Everton-Fans reagieren auf Preiserhöhungen für Saisonkarten 2026-27 inmitten des Drucks für neues Stadion
Die Ankündigung von Everton zu erhöhten Preisen für Saisonkarten zur Saison 2026-27 hat bei den Fans gemischte Reaktionen ausgelöst. Erwachsenentickets kosten nun im Schnitt 45 £ mehr, manche Anhänger müssen sogar bis zu 85 £ auf den Tisch legen – vor allem die in der Family Stand, wo weniger Plätze verfügbar sind und das Verlängern desselben Sitzplatzes fast 300 £ extra kosten kann. Während unter 11-Jährige keine Preiserhöhung zu spüren bekommen, fragen sich viele treue Fans, ob der Verein nicht andere Einnahmequellen hätte anzapfen können.
Ambition und Bezahlbarkeit im Gleichgewicht
Der Verein rechtfertigt die Erhöhungen als notwendige Maßnahmen für die langfristige Stabilität. Offizielle betonen, dass Everton weiterhin Verluste macht, und unterstreichen, dass höhere Einnahmen aus Spieltags- und Geschäftsaktivitäten entscheidend sind, um die zweite Phase der Strategie des Eigentümers umzusetzen. Dazu gehört die Finanzierung eines neuen Stadions und der Wettbewerb auf dem Transfermarkt – Ziele, die viel Kapital erfordern.
Trotzdem schlucken nicht alle Fans die Erklärung. Der Everton Fan Advisory Board hat eine Erklärung veröffentlicht, in der er Enttäuschung ausdrückt und auf regelmäßige Gespräche mit dem Verein seit Oktober hinweist. Viele Unterstützer erkennen die wirtschaftlichen Zwänge an, fragen sich aber, ob die Führung wirklich alle Alternativen ausgeschöpft hat, bevor sie die Kosten direkt an die Fans weitergibt.
Was die Zahlen wirklich zeigen
Trotz der Kritik weist Everton darauf hin, dass der Verein im Premier-League-Durchschnitt für Saisonkarten immer noch auf Platz 12 liegt. Dieser Kontext zählt – die Toffees sind also nicht die Teuersten in der Liga, auch wenn sie nach finanzieller Stabilität streben. Für manche Fans, wie den Kolumnisten Mike Richards, ist die Erhöhung verkraftbar (etwa 3 £ mehr pro Spiel), fühlt sich aber emotional schwierig an, besonders wenn man an weniger wohlhabende Unterstützer denkt.

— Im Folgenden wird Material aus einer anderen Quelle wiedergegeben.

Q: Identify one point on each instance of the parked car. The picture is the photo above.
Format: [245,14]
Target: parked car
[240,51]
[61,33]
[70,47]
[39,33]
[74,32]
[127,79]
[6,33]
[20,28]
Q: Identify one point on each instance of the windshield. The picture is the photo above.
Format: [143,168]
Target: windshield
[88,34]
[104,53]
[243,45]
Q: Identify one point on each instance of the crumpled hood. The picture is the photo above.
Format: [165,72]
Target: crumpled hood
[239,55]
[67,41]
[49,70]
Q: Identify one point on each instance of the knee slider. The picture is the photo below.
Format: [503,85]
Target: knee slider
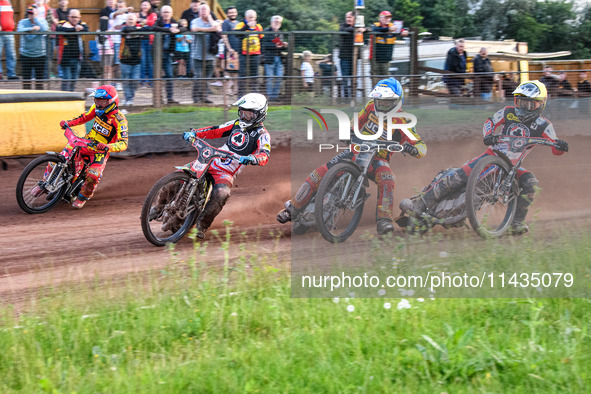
[221,193]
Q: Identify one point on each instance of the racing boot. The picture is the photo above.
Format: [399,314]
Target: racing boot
[79,201]
[384,226]
[412,207]
[219,197]
[287,213]
[529,184]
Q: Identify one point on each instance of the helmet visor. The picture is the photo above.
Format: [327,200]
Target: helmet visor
[386,104]
[526,103]
[102,103]
[246,115]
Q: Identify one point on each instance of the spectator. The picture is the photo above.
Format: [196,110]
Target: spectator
[232,46]
[182,49]
[328,70]
[42,9]
[383,46]
[147,17]
[346,52]
[565,89]
[155,6]
[483,83]
[117,20]
[455,63]
[250,57]
[192,12]
[202,57]
[307,72]
[509,85]
[550,80]
[166,23]
[110,7]
[7,41]
[71,49]
[583,85]
[130,56]
[32,49]
[273,44]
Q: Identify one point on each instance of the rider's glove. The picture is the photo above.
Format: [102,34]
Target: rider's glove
[247,160]
[562,145]
[101,146]
[491,139]
[189,136]
[410,149]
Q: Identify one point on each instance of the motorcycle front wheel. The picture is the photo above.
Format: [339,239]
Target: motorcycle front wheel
[334,219]
[167,214]
[38,188]
[489,209]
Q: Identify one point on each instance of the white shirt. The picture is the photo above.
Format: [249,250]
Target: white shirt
[308,72]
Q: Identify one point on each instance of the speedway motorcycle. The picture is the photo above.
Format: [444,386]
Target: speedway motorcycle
[52,178]
[338,205]
[173,205]
[489,198]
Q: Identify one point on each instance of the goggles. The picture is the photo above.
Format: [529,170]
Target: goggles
[526,103]
[246,114]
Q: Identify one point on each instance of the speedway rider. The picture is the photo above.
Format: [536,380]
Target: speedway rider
[109,131]
[385,96]
[248,138]
[524,119]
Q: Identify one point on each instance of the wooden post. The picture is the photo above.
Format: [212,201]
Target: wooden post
[414,61]
[157,89]
[289,71]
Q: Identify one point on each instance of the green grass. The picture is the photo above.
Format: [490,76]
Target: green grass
[189,328]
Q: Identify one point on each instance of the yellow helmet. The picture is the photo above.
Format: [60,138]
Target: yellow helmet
[530,100]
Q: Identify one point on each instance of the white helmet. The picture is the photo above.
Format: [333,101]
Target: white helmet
[252,109]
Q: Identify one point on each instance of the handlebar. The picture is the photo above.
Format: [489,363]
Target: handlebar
[528,141]
[79,141]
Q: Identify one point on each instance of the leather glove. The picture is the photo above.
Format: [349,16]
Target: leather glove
[189,136]
[103,147]
[247,160]
[491,139]
[410,149]
[562,145]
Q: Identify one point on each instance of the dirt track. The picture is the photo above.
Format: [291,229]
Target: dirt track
[105,239]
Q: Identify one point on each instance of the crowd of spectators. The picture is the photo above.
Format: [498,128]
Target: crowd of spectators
[126,60]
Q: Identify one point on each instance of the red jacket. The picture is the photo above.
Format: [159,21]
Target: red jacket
[6,16]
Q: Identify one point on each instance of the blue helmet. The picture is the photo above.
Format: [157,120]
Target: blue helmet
[387,95]
[109,99]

Wichtige Faktoren für die Entscheidung sind:
- Laufende Verluste, die dringend höhere Einnahmen erfordern
- Investitionen im Zusammenhang mit dem neuen Stadionprojekt
- Druck, finanziell im harten Transferumfeld mitzuhalten
- Strategischer Vorstoß, um Premier-League-Gewinnvorgaben zu erfüllen
Fan-Stimmung: Frustration trifft auf Realismus
In der Fanmeinung gibt es eine klare Spaltung. Die einen sehen die Preiserhöhung als bedauerliche, aber unvermeidbare Realität im modernen Fußball. Die anderen fühlen sich aus ihrem Verein herausgedrängt, den sie seit Generationen unterstützen. Die Kürzung der Plätze in der Family Stand schmerzt besonders – sie stört Traditionen und zwingt Familien, die ohnehin von der Inflation geplagt sind, zu harten Entscheidungen.
Doch selbst Kritiker geben zu, dass Everton nicht im Vakuum handelt. Vereine in ganz England erhöhen Preise angesichts steigender Betriebskosten. Der wahre Test wird sein, ob diese Mehreinnahmen zu greifbaren Erfolgen auf dem Platz führen – oder einfach im Jahresabschluss versickern.
Wichtige Erkenntnisse
- Erwachsenen-Saisonkarten sind im Schnitt um 45 £ teurer, manche Erhöhungen bis 85 £
- Weniger Plätze in der Family Stand bedeuten für betroffene Fans fast 300 £ mehr, um ihren Platz zu behalten
- Preise für unter 11-Jährige bleiben unverändert und schützen jüngere Fans
- Everton belegt weiterhin nur Platz 12 unter den teuersten Premier-League-Vereinen
- Der Fan Advisory Board äußert formelle Enttäuschung trotz laufender Gespräche
- Ticket-Einnahmen fließen in Stadionentwicklung und Transferstärke
Obwohl niemand gerne mehr zahlt, geht es nicht nur um Kosten – es geht um Vertrauen. Fans wollen die Garantie, dass jeder Pfund, das sie ausgeben, zu einem siegreichen Zukunft trägt und nicht nur Löcher stopft. Solange Ergebnisse ausbleiben, bleibt die Skepsis.